- 39°04′01″N 141°44′40″E﻿ / ﻿39.06694°N 141.74444°E
- Type: shell midden, settlement
- Periods: Jōmon period
- Location: Ōfunato, Iwate, Japan
- Region: Tōhoku region

Site notes
- Elevation: 31 m (102 ft)
- Area: 20,000 m^{2} (220,000 sq ft)
- Excavation dates: 1925, 2002
- Archaeologists: Tohoku University
- Public access: Yes

= Ōhora Shell Mound =

Ōhora shell midden (大洞貝塚, Ōhora kaizuka) is an archaeological site consisting of a Jōmon period shell midden and the remains of an adjacent settlement located in what is now the city of Ōfunato, Iwate Prefecture in the Tōhoku region of northern Japan. It is protected by the central government as a National Historic Site in 2001.

==Overview==
During the early to middle Jōmon period (approximately 4000 to 2500 BC), sea levels were five to six meters higher than at present, and the ambient temperature was also 2 deg C higher. During this period, the Tōhoku region was inhabited by the Jōmon people, many of whom lived in coastal settlements. The middens associated with such settlements contain bone, botanical material, mollusc shells, sherds, lithics, and other artifacts and ecofacts associated with the now-vanished inhabitants, and these features, provide a useful source into the diets and habits of Jōmon society. Most of these middens are found along the Pacific coast of Japan. The rocky ria coast of Iwate Prefecture was densely settled from the early through late Jōmon period, and the locations of such coastal settlements are often marked by shell middens containing the remains of shellfish, fish, animal and whale bones and human-produced artifacts, including earthenware shards, fishing hooks, etc.

The rocky rias coast of Iwate Prefecture was densely settled from the early through late Jōmon period. In particular, the deeply indented Ōfunato Bay area was a rich fishing ground and is the location of 16 known Jōmon-period shell middens, a number of which have been designated National Historic Sites. The Ōhora Shell Midden dates from the late Jōmon period, and is located at an elevation of 31 meters above the present sea level, on a small peninsula on the east side of the bay.

The midden consists of two separate groups of mounds, which were first excavated in 1925 by the Tohoku Imperial University and again in 2002. The type of pottery found at this site was of a type widely distributed throughout the Tōhoku region and into southern Hokkaido. The shell middens are between a grouping of kofun to the east and the remains of a residential area to the west, which is in turn surrounded by more shell middens on its far side, indicating a very long period of residency. In some cases, the middens were over one meter thick. The contents was overwhelmingly shellfish; however, bones from Sitka deer, wild boar, and numerous species of fish and birds were also discovered. Carved bone implements, such as fishhooks and harpoons, spoons and other artifacts were also discovered.
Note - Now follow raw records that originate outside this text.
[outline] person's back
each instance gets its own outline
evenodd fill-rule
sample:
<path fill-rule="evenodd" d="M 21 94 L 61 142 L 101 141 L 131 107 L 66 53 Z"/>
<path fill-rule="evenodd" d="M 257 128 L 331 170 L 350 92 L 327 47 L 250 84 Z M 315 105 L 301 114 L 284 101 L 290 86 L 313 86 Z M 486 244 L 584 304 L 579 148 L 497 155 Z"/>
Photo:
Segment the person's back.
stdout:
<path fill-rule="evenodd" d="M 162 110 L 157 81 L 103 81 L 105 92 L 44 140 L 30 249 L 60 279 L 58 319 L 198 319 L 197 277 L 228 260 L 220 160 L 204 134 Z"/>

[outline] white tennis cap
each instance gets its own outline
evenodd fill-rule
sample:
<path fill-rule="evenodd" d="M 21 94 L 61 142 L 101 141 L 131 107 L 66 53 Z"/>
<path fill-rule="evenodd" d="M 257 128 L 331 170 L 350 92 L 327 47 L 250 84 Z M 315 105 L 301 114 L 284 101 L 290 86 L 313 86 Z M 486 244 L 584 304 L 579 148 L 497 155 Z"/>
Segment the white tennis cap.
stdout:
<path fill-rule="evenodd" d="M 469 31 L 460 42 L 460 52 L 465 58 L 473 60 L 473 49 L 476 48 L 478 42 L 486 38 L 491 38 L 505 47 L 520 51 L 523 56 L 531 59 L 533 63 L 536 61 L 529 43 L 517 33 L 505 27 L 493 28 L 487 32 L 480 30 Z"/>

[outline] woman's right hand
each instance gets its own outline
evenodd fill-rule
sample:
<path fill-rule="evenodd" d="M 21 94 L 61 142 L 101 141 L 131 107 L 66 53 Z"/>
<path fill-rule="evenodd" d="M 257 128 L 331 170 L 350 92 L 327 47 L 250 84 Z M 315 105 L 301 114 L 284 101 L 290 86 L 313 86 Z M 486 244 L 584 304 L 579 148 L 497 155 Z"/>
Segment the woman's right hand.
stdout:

In 1925, archaeologist Kiyo Yamauchi published a dissertation outlining the chronological order of the Jōmon earthenware, based on the difference in design of earthenware recovered from these middens.

The site was backfilled after excavation, and nothing remains above ground but an explanatory plaque. The site is located approximately five minutes on foot from Rikuzen-Akasaki Station on the Sanriku Railway Rias Line.